On September 8, Intel finally lifted the veil and revealed the new Xeon E5 server processors based on the “Haswell” architecture. These are the processers that you are likely to find in new supercomputer and cluster installations during the next years.
The main improvements are:
- Up to 18-cores per processor socket. I expect that the mainstream configuration will be 10-14 cores/socket, so your typical 2-socket compute node will have 20-28 cores, and twice that number of threads with hyperthreading enabled.
- Faster memory bandwidth with up to 2133 MHz DDR4-memory. Early benchmarks suggest a 40% improvement in bandwidth vs Triolith-style hardware (based on the “Sandy Bridge” platform).
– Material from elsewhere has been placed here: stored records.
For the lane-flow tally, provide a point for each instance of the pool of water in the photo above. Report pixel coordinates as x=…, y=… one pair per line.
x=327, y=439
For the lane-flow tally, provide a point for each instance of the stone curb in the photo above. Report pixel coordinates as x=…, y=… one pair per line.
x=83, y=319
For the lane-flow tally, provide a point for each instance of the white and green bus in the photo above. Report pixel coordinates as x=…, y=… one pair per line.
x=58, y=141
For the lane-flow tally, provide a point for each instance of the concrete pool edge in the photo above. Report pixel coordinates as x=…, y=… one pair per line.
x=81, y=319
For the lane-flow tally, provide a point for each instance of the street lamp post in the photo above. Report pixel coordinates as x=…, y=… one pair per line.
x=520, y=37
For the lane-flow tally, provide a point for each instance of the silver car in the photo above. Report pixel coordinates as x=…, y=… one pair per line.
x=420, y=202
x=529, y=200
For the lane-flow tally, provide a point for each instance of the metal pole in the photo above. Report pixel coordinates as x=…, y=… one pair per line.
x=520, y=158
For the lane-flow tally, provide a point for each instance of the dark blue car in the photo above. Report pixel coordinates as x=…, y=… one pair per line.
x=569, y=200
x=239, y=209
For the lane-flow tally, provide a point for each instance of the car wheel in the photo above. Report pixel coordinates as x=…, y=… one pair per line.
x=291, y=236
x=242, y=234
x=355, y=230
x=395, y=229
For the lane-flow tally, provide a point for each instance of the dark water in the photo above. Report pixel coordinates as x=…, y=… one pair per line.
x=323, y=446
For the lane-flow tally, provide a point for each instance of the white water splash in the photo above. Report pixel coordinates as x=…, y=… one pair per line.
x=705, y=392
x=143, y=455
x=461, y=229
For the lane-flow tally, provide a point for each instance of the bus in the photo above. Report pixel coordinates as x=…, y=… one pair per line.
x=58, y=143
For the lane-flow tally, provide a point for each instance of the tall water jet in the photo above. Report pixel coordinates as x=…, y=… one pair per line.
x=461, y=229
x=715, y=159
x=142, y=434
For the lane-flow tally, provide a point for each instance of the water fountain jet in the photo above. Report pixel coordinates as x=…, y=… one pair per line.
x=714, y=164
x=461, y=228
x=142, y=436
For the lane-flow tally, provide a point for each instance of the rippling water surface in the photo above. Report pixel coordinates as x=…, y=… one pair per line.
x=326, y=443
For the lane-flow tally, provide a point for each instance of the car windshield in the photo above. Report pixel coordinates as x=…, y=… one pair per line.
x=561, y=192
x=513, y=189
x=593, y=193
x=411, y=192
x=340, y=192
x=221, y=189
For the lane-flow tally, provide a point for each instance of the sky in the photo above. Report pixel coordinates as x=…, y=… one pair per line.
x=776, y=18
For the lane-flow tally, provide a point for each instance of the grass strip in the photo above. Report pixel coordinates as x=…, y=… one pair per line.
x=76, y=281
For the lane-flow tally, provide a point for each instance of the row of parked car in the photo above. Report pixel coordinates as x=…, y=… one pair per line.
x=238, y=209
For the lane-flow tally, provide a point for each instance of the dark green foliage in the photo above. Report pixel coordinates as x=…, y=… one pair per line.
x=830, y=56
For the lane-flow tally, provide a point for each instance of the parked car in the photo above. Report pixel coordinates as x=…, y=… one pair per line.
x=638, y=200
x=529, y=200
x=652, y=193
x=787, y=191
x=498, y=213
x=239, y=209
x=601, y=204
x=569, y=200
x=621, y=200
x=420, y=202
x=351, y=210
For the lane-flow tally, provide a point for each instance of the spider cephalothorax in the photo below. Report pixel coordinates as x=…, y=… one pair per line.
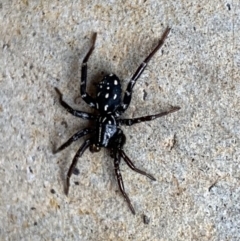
x=106, y=132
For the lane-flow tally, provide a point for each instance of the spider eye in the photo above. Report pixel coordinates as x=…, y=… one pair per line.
x=94, y=148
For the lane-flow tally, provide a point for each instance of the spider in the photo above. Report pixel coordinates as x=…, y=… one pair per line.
x=106, y=131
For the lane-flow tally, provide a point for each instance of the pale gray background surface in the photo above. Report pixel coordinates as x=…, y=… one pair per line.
x=196, y=195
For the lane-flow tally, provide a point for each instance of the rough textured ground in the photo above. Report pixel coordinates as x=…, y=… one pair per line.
x=193, y=153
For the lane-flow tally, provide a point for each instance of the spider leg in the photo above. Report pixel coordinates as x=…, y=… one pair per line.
x=79, y=153
x=76, y=113
x=129, y=122
x=75, y=137
x=85, y=96
x=117, y=159
x=128, y=94
x=132, y=166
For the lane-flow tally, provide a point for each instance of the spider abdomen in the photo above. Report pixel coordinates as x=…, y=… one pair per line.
x=108, y=94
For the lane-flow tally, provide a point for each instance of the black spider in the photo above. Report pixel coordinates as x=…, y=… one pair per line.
x=106, y=132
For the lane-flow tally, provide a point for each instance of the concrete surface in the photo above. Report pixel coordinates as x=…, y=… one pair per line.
x=193, y=153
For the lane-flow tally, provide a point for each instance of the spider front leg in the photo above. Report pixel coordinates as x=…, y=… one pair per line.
x=117, y=159
x=76, y=113
x=75, y=137
x=128, y=94
x=85, y=96
x=79, y=153
x=129, y=122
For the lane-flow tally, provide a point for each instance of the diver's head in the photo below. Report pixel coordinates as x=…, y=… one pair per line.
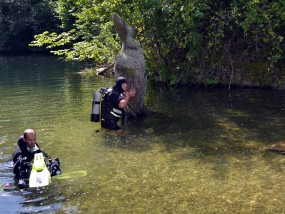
x=119, y=84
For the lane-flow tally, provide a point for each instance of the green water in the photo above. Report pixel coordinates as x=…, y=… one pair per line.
x=201, y=151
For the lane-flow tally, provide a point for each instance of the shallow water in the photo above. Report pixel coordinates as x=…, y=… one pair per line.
x=201, y=151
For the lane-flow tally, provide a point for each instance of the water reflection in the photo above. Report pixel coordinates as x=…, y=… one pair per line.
x=200, y=151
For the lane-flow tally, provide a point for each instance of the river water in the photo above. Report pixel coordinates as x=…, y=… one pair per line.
x=201, y=151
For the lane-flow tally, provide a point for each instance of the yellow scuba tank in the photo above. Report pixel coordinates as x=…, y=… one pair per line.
x=96, y=105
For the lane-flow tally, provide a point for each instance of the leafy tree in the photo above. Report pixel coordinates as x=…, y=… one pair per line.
x=198, y=41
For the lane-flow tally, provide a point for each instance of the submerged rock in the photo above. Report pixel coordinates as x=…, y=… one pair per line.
x=277, y=147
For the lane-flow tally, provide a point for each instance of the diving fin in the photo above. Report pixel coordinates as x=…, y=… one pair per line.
x=40, y=175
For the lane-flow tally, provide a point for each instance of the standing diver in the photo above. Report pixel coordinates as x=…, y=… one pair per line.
x=25, y=153
x=114, y=102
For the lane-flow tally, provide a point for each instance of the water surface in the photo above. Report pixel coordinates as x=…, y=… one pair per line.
x=201, y=151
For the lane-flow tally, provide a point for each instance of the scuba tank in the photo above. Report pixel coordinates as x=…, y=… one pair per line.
x=96, y=105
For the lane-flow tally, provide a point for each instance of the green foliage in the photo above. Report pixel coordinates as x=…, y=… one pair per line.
x=197, y=41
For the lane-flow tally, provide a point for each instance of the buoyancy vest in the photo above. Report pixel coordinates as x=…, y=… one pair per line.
x=110, y=110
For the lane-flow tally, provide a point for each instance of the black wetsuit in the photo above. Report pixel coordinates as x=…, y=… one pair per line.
x=111, y=113
x=22, y=157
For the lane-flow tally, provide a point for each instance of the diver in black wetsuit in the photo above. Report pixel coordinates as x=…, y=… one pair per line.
x=114, y=102
x=24, y=154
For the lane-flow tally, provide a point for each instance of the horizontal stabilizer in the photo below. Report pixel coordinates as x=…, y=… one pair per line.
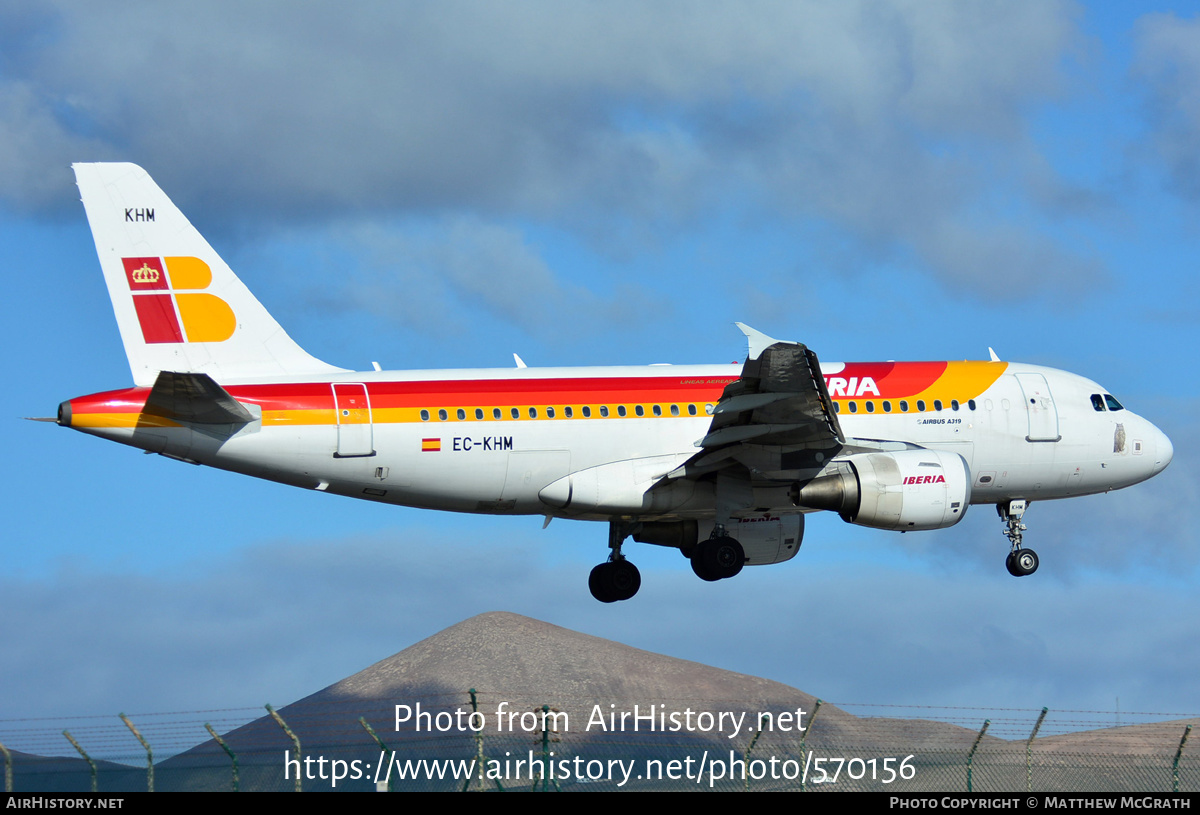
x=195, y=397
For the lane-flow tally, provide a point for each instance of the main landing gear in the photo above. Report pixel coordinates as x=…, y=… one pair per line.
x=617, y=579
x=1020, y=562
x=719, y=557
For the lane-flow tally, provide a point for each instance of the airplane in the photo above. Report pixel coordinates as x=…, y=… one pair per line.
x=721, y=462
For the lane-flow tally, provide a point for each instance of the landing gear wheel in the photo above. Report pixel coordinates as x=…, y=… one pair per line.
x=718, y=558
x=613, y=581
x=697, y=565
x=1023, y=562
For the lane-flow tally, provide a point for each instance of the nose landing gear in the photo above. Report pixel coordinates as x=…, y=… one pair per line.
x=1020, y=562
This is especially important for electronic structure codes, which tend to be limited by memory bandwidth.
- Improved vectorization with AVX2 instructions. This can theoretically double the floating point arithmetics performance, but it reality there is diminishing return beyond some point for longer vectors. We expect +25% out of it at most. You will need to recompile your codes, or link to AVX2-enabled libraries such as Intel’s MKL, to use this feature.
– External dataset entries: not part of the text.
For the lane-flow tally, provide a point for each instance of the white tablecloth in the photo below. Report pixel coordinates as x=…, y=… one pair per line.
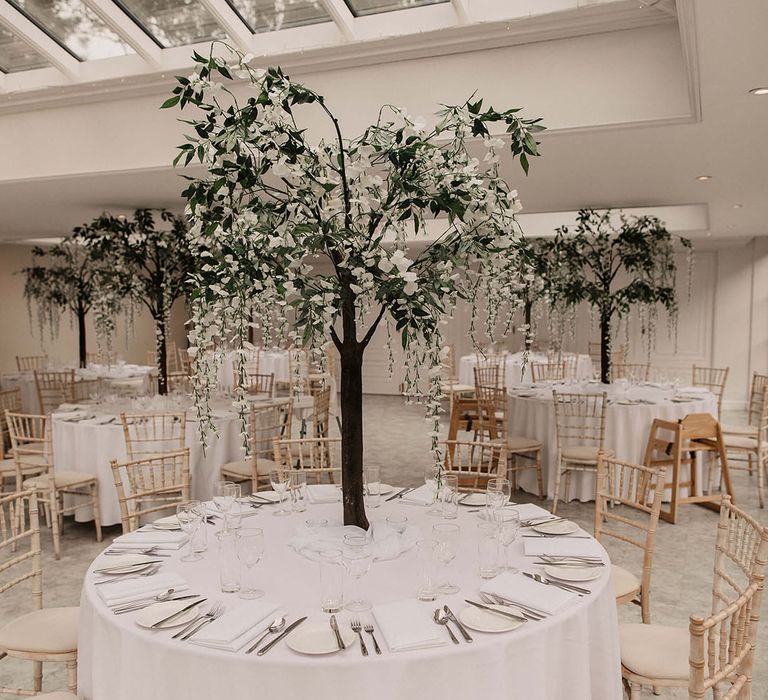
x=514, y=373
x=626, y=428
x=574, y=654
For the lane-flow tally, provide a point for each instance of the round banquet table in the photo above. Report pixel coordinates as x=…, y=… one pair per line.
x=572, y=654
x=532, y=414
x=513, y=369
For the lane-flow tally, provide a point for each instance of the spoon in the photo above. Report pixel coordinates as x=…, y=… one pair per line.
x=277, y=624
x=442, y=619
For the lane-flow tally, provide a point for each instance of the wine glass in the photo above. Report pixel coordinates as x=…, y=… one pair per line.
x=190, y=516
x=280, y=480
x=250, y=549
x=447, y=537
x=357, y=557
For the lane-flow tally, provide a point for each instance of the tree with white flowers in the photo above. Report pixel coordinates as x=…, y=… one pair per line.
x=272, y=199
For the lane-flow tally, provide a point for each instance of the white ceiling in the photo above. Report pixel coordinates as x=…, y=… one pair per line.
x=635, y=119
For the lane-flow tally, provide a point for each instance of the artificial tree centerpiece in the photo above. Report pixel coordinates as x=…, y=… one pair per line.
x=146, y=265
x=275, y=205
x=615, y=262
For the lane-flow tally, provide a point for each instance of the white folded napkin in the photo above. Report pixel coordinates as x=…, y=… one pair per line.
x=561, y=547
x=323, y=493
x=407, y=625
x=133, y=589
x=521, y=589
x=422, y=496
x=142, y=539
x=236, y=628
- Faster single core performance. Fortunately, the processor cores are still getting faster. Clock frequencies are not increasing, but according to Intel, the Haswell cores have about 10% better throughput of instructions per clock cycle. This is mainly from improvements in caches and better branch predictions, so it might not necessarily improve an already well-tuned and vectorized code.
Further reading: A longer technical overview of the Xeon E5 v3 series processors is available at enterprisetech.com and the old review of the Haswell microarchitecture on realwordtech.com is still relevant.
Upcoming Haswell-based systems in Sweden
So when can you get access to hardware like this as a supercomputing user in Sweden?
- PDC in Stockholm has just announced that they will be installing a new 1+ petaflops Cray XC30 system to replace the “Lindgren” Cray XE6 system. It will be based on the 16-core variant of these new processors for a total of 32 cores per node. The system will be available for SNIC users from January 1st 2015.
- NSC will install a new cluster dedicated to weather forecasting in late 2014 based on the 8-core variant. This system belongs to the SMHI and will not be available for SNIC users, but it will be an interesting configuration, with very good balance between compute power, memory bandwidth, parallel interconnect performance and storage. While being optimized for weather forecasting, it could also perform very well on electronic structure workloads.
I expect to be able to work on VASP installations and run benchmarks on both of these systems during fall/winter, so please check in here later.